Python Forum

Full Version: Managing recursive tasks in celery.
You're currently viewing a stripped down version of our content. View the full version with proper formatting.
I have a number of tasks that I want to chain to build a pipeline. It consists of two main tasks, fetch_data and post_process. The fetch_data task is a recursive task. What I want is to have all the fetch_data tasks to complete before post_process is run.

However, the post_processing seems to run after the first task is completed. How do i make the post processing run after all the fetch tasks are completed?
@shared_task
def multi_fetch(count):
    fetch_id = uuid.uuid4()
    if count > 0:
        multi_fetch.delay(count - 1)
    print(f"Fetching data....[{fetch_id}]")
    time.sleep(random.randint(5, 15))
    return fetch_id


@shared_task
def multi_post_process(fetch_id):
    print(f"Post processing...[{fetch_id}]")

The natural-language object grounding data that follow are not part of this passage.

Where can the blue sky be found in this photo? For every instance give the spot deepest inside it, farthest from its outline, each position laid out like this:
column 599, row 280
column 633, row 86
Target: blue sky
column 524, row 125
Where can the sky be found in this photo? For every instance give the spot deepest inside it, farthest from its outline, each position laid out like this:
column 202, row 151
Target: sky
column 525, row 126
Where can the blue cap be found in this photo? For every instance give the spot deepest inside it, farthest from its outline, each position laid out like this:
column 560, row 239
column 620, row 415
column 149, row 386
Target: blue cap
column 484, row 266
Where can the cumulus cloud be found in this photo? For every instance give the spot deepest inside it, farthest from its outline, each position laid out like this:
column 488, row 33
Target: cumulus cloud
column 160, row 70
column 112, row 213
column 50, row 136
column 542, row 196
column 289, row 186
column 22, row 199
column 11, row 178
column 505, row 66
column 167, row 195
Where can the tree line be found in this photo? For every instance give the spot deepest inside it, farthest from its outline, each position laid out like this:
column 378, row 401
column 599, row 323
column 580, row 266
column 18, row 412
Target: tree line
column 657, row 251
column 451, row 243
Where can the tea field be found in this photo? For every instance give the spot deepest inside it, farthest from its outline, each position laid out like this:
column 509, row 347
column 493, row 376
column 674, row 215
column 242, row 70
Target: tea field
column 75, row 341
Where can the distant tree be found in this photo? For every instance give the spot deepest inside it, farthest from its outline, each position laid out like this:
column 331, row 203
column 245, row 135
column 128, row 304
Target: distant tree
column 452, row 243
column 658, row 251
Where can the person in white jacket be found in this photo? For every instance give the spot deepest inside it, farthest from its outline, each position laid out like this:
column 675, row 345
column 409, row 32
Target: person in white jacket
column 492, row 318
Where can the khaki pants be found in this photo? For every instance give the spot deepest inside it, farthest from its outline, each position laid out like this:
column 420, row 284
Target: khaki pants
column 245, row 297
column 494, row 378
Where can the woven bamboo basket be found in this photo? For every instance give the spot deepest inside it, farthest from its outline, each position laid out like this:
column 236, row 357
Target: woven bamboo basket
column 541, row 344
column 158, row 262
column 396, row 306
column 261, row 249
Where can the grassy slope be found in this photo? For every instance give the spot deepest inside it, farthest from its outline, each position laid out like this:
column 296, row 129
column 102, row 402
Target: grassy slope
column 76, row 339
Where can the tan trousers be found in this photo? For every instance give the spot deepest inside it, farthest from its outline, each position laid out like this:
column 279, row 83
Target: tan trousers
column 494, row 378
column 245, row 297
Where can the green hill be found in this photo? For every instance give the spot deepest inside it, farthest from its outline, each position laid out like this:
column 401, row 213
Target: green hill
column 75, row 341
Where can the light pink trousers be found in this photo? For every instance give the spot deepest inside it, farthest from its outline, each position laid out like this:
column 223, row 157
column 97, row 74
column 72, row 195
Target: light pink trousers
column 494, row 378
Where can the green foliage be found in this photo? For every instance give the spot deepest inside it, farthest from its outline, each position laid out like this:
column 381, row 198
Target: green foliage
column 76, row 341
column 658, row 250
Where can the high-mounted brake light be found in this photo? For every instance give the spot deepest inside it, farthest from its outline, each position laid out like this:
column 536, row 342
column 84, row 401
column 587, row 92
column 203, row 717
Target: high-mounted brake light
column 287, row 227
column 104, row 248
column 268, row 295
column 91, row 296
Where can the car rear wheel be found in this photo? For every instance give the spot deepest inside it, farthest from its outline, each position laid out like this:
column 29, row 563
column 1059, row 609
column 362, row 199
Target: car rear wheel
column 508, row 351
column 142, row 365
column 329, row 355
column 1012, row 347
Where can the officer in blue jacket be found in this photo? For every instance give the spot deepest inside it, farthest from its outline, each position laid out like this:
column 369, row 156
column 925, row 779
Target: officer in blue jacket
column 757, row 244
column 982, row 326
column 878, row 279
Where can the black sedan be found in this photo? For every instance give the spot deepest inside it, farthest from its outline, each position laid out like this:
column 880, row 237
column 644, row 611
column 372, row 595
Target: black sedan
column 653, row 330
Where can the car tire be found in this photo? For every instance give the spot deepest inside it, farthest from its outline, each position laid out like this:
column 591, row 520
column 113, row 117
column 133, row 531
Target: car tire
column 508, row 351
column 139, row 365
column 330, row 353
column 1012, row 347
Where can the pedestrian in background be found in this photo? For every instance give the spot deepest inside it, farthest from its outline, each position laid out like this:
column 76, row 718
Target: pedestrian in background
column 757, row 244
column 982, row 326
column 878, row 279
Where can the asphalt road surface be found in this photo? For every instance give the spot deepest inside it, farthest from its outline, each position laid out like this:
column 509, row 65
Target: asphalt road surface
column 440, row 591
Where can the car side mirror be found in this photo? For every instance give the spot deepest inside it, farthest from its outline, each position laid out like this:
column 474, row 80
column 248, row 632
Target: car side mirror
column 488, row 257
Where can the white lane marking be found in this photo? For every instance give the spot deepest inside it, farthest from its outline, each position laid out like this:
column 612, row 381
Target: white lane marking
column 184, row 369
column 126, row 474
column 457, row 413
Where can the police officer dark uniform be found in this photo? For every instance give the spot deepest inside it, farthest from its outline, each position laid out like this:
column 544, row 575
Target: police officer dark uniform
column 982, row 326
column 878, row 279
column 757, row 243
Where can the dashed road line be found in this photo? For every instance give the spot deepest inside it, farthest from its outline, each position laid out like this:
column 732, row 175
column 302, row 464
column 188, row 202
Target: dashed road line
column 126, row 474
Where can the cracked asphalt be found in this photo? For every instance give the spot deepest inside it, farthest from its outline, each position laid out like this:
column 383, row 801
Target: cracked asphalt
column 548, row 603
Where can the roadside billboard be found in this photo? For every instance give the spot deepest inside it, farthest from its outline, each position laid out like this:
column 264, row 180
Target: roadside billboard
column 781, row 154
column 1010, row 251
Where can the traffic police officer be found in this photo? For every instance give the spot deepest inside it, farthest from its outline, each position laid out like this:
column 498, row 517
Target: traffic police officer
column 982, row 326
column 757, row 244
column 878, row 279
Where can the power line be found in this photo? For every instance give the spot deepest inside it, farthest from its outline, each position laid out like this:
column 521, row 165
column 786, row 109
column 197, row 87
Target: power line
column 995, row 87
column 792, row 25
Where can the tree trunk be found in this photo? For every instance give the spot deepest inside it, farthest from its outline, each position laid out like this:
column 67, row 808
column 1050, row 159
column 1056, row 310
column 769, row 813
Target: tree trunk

workflow = chain(fetch_data.s(5), multi_post_process.s())
workflow.run()
Looking at the celery documentation, I think you want to use a group for multi_fetch (just fetch now since group will do the multi) to run multiple tasks at the same time and wait for them to all finish.
workflow = group(fetch.s(i) for i in range(6))
To chain the group with your post process.
workflow = (group(fetch.s(i) for i in range(6)) | multi_post_process.s())